No governo Lula 1, a relação se tornou mais direta, com o Mensalão. Um grupo de parlamentares recebia uma grana para votar com o governo e gastar em campanha. Aí a bomba explodiu e o esquema precisou mudar. Porque não se trata apenas de verbas do Orçamento, não é? Não é só aprovar os projetos dos parlamentares. Existem outras maneiras de gerar dinheiro para campanha eleitoral. São muitas estatais e muitos cargos no própro Poder Executivo com acesso a muitas verbas e a decisão de onde gastar esse dinheiro. É aquela frase do Severino Cavalcanti, um ex-presidente deplorável que a Câmara teve. “Eu quero aquela diretoria de cavar poço.” Pois é. Toda diretoria que faz obra precisa fazer contrato, e na escolha da empreiteira tem sempre um percentual para colocar no bolso.

Nada disso é novidade. Toda legislação que criamos nos últimos vinte anos para controlar corrupção se baseia na compreensão de como a coisa funciona. Então como políticos mais corruptos são condenados, mas continuam se elegendo, faz-se a Lei da Ficha Limpa. Como sabemos que tirar gestores profissionais das estatais para colocar políticos sempre dá problema, entra a Lei das Estatais que veta isso. O Coaf fica monitorando toda sorte de movimentação que escape ao padrão normal de compurtamento financeiro de gente politicamente influente. Bolsonaro quase matou o Coaf. Por quê? Porque o Coaf descobriu a rachadinha dos seus filhos. O governo Lula, com toda ajuda do Congresso, matou a Lei das Estatais. Por quê? Pra botar políticos na direção dessas empresas.

Arthur Lira pôs o Poder Executivo de joelhos como nunca havia acontecido antes. Ele controla voto de um monte de deputados. Nunca tivemos uma Câmara tão poderosa. É uma Câmara que usa seu poder para criar uma máquina de eleger Centrão, de fortalecer Centrão. Vai piorar mais. E, agora, José Antonio Dias Toffoli está tirando as condenações que as empresas punidas pela Lava Jato receberam. Retirando as multas. Estamos falando de empresas que devolveram dinheiro roubado, com inúmeros executivos que foram réus confessos. E Toffoli está fazendo tudo isso de forma monocrática. Uma decisão desse tamanho sem passar pelo pleno do Supremo. Nem sequer por uma turma. Nada.
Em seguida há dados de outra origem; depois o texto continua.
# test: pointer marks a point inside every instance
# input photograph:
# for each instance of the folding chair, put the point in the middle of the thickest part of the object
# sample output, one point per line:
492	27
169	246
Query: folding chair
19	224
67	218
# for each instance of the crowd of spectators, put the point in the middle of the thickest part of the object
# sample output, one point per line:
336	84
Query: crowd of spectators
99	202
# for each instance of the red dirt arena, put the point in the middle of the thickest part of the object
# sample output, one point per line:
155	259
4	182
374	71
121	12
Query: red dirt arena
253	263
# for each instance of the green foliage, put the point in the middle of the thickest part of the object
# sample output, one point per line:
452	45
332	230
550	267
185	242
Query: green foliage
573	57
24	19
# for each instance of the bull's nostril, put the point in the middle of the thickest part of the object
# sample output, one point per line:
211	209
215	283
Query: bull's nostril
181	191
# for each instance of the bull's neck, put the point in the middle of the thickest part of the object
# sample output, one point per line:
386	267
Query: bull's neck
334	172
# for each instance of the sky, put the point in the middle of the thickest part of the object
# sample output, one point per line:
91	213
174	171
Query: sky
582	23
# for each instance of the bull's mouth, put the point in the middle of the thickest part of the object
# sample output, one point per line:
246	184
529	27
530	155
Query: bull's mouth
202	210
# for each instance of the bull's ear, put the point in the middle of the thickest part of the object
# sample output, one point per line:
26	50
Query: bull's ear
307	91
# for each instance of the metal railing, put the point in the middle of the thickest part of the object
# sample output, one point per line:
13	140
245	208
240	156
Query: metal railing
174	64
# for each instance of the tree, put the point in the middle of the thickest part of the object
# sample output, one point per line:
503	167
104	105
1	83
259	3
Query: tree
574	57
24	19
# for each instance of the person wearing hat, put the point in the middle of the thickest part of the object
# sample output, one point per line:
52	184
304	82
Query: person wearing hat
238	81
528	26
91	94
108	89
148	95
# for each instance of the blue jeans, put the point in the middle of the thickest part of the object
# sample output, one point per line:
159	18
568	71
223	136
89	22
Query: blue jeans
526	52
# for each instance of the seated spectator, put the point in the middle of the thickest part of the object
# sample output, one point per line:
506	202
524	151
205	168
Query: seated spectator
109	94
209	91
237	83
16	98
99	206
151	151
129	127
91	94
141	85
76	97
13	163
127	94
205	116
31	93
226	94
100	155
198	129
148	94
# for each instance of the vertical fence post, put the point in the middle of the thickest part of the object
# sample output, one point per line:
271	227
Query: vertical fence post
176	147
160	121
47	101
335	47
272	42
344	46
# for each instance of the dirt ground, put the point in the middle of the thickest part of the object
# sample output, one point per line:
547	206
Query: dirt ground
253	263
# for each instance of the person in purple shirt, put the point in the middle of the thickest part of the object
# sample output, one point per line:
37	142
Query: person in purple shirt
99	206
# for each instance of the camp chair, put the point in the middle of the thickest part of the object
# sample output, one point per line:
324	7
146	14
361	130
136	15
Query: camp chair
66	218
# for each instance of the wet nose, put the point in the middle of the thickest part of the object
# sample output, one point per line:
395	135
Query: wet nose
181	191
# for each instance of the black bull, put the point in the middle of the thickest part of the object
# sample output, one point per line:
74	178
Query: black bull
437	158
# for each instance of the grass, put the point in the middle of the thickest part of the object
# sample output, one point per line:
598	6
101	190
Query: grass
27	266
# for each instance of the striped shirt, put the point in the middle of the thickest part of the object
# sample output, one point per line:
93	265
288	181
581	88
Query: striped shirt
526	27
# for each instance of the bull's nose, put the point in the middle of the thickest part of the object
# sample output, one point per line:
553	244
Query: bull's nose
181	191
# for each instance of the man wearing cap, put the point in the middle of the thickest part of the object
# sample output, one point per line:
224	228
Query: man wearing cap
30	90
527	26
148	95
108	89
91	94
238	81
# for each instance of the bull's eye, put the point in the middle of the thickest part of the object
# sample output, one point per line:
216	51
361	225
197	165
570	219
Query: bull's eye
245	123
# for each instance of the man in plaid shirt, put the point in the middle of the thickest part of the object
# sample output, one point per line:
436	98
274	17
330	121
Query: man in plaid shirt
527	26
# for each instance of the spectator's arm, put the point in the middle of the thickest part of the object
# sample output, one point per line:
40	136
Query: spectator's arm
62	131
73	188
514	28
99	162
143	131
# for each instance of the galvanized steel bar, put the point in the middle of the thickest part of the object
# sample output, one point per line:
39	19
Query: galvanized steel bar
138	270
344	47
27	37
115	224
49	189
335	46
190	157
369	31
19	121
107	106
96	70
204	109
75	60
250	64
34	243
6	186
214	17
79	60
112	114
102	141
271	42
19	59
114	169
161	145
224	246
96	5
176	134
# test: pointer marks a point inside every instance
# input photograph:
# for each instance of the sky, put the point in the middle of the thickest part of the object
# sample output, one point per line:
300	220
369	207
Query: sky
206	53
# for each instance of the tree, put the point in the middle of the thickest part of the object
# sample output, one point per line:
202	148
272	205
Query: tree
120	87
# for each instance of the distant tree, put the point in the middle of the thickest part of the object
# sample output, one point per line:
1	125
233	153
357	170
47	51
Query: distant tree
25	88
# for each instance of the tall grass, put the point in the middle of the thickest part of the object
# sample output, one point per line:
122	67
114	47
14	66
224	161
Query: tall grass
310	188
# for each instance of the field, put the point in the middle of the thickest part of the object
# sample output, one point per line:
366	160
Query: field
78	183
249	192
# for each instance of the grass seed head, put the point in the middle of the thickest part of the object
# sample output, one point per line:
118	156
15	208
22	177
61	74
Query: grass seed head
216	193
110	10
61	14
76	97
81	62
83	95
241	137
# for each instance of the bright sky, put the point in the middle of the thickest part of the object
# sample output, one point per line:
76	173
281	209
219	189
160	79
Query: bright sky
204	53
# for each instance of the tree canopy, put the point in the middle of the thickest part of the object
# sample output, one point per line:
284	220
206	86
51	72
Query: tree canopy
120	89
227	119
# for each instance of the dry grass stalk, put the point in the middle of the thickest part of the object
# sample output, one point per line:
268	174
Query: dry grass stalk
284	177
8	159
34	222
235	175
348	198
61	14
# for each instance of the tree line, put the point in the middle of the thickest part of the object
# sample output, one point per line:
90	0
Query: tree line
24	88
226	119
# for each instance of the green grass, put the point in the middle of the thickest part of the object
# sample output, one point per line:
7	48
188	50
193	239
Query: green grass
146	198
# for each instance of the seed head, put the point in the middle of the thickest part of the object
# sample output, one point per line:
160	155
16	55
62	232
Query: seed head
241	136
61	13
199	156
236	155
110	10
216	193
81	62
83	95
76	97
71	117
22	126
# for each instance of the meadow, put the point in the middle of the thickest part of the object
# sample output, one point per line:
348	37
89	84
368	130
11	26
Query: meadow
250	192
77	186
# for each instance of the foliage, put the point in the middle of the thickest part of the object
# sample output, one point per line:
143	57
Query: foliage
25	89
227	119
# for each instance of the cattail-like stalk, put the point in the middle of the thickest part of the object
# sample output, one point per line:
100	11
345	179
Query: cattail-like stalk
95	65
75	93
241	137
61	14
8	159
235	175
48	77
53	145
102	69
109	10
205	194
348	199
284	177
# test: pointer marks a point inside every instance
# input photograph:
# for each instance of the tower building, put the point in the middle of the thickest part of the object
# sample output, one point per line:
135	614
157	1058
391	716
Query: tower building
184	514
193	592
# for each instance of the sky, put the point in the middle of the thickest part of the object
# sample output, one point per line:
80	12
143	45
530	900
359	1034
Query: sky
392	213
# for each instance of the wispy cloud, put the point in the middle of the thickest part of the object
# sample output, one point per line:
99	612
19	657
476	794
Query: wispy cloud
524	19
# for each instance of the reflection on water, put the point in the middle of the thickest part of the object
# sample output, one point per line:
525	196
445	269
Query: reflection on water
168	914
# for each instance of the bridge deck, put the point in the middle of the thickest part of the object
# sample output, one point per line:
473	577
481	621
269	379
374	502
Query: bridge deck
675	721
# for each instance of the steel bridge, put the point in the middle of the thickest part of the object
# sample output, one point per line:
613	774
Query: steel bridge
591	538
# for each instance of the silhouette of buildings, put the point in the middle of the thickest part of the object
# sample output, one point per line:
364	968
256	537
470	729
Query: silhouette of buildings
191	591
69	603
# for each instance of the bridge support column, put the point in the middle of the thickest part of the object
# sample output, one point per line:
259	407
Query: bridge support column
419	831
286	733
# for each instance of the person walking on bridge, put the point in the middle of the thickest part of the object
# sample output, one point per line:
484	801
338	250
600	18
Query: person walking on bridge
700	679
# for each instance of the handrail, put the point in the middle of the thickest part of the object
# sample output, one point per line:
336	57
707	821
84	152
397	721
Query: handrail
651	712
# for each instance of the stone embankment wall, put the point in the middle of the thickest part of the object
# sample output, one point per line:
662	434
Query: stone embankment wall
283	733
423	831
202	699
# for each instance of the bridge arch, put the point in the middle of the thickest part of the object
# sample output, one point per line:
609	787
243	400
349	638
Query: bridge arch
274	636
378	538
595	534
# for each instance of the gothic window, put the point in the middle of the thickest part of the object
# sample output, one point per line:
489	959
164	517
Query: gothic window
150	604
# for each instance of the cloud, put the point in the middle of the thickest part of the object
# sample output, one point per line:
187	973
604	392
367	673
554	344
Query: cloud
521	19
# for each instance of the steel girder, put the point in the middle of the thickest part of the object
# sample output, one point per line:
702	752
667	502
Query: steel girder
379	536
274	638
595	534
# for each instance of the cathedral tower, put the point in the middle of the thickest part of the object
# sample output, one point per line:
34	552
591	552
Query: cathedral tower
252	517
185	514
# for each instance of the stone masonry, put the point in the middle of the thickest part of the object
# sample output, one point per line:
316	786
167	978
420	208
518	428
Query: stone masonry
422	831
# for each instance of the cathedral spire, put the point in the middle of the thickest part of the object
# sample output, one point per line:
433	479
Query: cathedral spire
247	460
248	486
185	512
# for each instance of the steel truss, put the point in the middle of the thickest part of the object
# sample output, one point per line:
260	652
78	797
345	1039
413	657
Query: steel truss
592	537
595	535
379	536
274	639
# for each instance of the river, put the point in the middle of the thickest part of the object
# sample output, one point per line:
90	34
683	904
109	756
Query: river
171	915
O estrago provocado por Bolsonaro na democracia brasileira está aí. Estamos com uma democracia de muito pior qualidade. O avanço real que houve na qualidade de gestão da coisa pública, na regulação, tudo está sendo perdido. E, olha, parte do PT concorda com isso. Porque quer mesmo ter mais controle partidário da máquina do Estado. Não lhe agrada a separação entre a gestão profissional e o embate político.

Mas houve uma revolta popular, entre 2013 e 2014, com um Estado que não entregava o que devia entregar. Hoje a gente piorou tanto, que as prioridades viraram outras. Tem de voltar a botar a economia de pé, acabar com fome. Mas educação continua muito ruim. A segurança é um caos. E resolver tudo isso depende de uma administração capaz, organizada. O Executivo precisa conseguir fazer as duas coisas. Política e gestão, e gerenciar os conflitos que acontecem entre um e outro. Não é possível ter uma gestão de qualidade se todo gasto segue critérios políticos e políticas de Estado se dissolvem.

Se isso aqui parece discurso moralista, udenista, não é. É só constatação. O Brasil piorou muito, tem gente ativamente trabalhando para que essa piora seja consolidada. Isso mata futuro. Mas não se enganem. Vai ter um dia aí que 2013 vai voltar. A sociedade já se levantou uma vez, vai acabar se levantando de novo.